Namespaces are related to scope.

To know the context in which a name has meaning, Python searches namespaces from the inside out.

L -> E -> G -> B

image.png

See M09-01a-Globals.ipynb for a demo.

See Namespaces and Scope in Python (Real Python) for a good primer.

def foo():
    x = y = z = 1
    print(locals())
    
    def bar():
        a = b = c = 2
        print(locals())
        
    bar()
foo()
{'x': 1, 'y': 1, 'z': 1}
{'a': 2, 'b': 2, 'c': 2}

Packages

A package is a directory that may contain other modules.

For a directory to be a package, it must contain an __init__.py file.

The __init__.py can be totally empty or it can have some Python code in it. We’ll see why you would do that below.

It it will contain other python files or other package directories, too.

Here is an example directory structure of a package that contains a package:

## EXAMPLE 1 
a_package_dir
    __init__.py
    module_a.py
    a_sub_package_dir
        __init__.py
        module_b.py

At a minimum, all you need to do have is this:

## EXAMPLE 2
a_package_dir
    __init__.py
    module_a.py

However, ideally, if you want to have your package installed, you’d include other files, too:

## EXAMPLE 3
a_package_dir
    __init__.py
    module_a.py
tests
    ...
setup.py # Or pyproject.toml 

Packages and Namespaces

Packages structure Python’s module namespace by setting up dotted module names.

File system constructs are mapped onto Python name constructs.

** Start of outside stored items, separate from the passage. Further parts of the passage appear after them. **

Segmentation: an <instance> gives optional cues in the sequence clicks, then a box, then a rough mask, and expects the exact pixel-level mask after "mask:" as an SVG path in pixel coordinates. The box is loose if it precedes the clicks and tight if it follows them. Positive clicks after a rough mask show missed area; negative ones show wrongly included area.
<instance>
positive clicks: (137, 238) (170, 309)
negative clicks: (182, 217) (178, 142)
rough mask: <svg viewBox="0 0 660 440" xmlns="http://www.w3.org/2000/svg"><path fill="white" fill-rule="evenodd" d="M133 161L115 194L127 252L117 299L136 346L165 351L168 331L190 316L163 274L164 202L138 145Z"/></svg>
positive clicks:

For example, the module name A.B designates a submodule named B in a package named A.

The use of dotted module names saves the authors of multi-module packages like NumPy or Pillow from having to worry about each other’s module names.

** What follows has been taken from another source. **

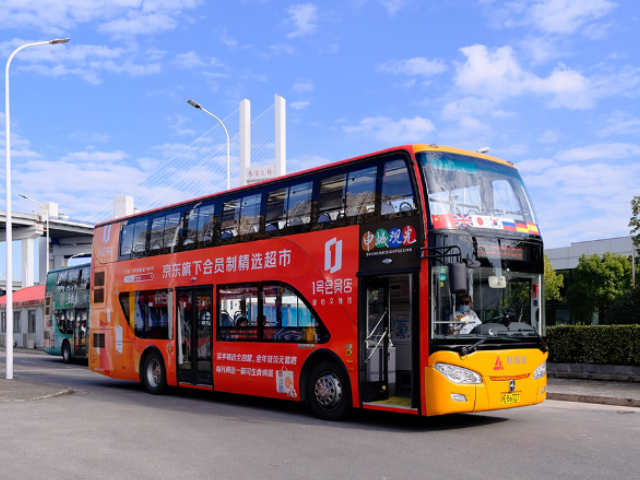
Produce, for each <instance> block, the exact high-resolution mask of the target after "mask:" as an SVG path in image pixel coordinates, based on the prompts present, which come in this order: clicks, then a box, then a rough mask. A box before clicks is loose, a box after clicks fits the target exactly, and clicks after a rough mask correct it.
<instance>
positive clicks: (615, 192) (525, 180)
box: [517, 159, 640, 247]
mask: <svg viewBox="0 0 640 480" xmlns="http://www.w3.org/2000/svg"><path fill="white" fill-rule="evenodd" d="M517 166H518V168H519V169H520V170H521V172H522V173H523V178H524V181H525V184H526V185H527V188H528V190H529V192H530V193H531V195H532V197H533V203H534V205H535V207H536V211H537V212H538V224H539V225H540V227H541V230H542V235H543V237H544V239H545V244H546V245H547V246H548V247H560V246H567V245H569V243H570V242H575V241H579V240H587V239H595V238H610V237H615V236H622V235H628V232H629V229H628V227H627V224H628V222H629V200H630V199H631V198H632V197H633V195H635V194H637V184H638V182H640V162H635V163H631V164H623V163H619V164H616V163H613V162H609V161H608V162H601V163H595V164H590V165H584V164H575V163H572V164H561V163H554V162H553V160H545V159H541V160H528V161H526V162H519V163H518V165H517ZM523 167H525V168H523ZM568 219H571V220H568Z"/></svg>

Importing Packages and Modules

So, given the above directory and file structure, within a Python file you can:

import a_package

This will run any code in a_package/__init__.py.

So, any variable or function names defined in the __init__.py will be available like this:

a_package.a_name

However, no modules will be imported unless explicity commanded to.

For example:

a_package.module_a

will not be imported.

To get modules, you need to explicitly import them:

import a_package.module_a

You will have noticed this in working with well-known libraries (bundles of packages) like Scikit Learn.

The module search path

How does Python know where to find modules?

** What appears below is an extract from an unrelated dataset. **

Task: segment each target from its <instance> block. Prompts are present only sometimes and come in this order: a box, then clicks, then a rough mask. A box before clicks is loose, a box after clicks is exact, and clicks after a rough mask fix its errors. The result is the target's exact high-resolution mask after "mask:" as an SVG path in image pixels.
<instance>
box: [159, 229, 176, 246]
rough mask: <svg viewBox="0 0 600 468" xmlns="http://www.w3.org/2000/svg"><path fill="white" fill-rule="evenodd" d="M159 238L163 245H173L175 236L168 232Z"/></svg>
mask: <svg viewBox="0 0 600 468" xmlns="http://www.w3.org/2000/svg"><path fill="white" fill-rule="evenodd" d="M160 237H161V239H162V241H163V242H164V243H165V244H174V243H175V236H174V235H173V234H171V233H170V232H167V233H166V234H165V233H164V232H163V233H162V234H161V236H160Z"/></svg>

The interpreter keeps a list of all the places that it looks for modules or packages when you do an import. It is stored in the sys module.

import sys
for p in sys.path:
    print p

You can edit that list to add or remove paths to let python find modules on a new place.

sys.path.append(some_local_dir)

Remember that every module has a __file__ name that points to the path it lives in.

This lets you add paths relative to where you are, etc.

sys.path.append(f"{__file__}/local_module_directory")

More Info

There is, of course, a lot more to this topic than what’s covered here.

We’ve covered what you need to know to get started.

See the official docs on modules for more depth.